I started taking photos of the things I wrote on my whiteboard as a student teacher – it would normally be names of students who needed rewarding or punishment on the school’s computer system, and since I wasn’t in my own room I would have to take a record with me to type up in the staffroom.
A bit later I started taking the occasional snap of things I’d done in lessons I quite liked, or wanted to use again, or needed a record of the vocab I had given one class so that I could use it again with another.
Most of the time, I don’t spend a lot of time writing stuff on the board, because my handwriting isn’t very good, especially if I’m going quickly, and because it’s almost always easier and quicker for me to put my 60WPM typing into practice and make a quick powerpoint slide. Standard advice for new teachers is also not to turn your back on a class for longer than necessary as they might kick off when you’re not looking. Judging by mess in my classroom at the end of most days, there is still a fair bit of chucking stuff around the room going on when I am not looking.
Here’s a random selection:
Introducing forming the past tense to Y8 in context of sport. We attempt to drip feed past tense phrases in lexically throughout all they learn, but we focus on getting them to understand better early in Y8.

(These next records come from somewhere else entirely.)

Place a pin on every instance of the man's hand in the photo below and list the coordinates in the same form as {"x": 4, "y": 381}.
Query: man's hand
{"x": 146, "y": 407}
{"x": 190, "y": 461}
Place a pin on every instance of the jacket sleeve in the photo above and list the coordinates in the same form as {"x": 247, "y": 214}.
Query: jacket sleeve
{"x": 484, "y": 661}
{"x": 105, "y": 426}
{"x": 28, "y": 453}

Fiddly extra bits is not a technical grammar term, that would be “complement” or “predicate” but I’m not confident enough that those are correct. I’m also focussing on the AU part of jouer AU foot as students often omit this, and those who have learned German first pronounce it wrong. I have countered this with two little classroom games: “I say JOUER, you say AU! Jouer (AU) Jouer (AU)” and “How do we pronounce this? Yes that’s right, as in AU my goodness I can’t believe you’re still getting this wrong!!”
Don’t know why I took this. Dictionary exercise to stage into better L4 sentences with opinions and reasons. J’aime le fruit parce que c’est sucré. I tell them they need CORN for Level 4 – connectives, opinions, reasons, negatives. Je n’aime pas les croissants parce qu’ils sont dégoûants ticks three of those criteria off straight away.
NB every time I have done this lesson there have been students who have confused the word they are looking up and come up with transpiration, so now I make sure I disambiguate sweet and sweat before we start. There are still some who don’t listen.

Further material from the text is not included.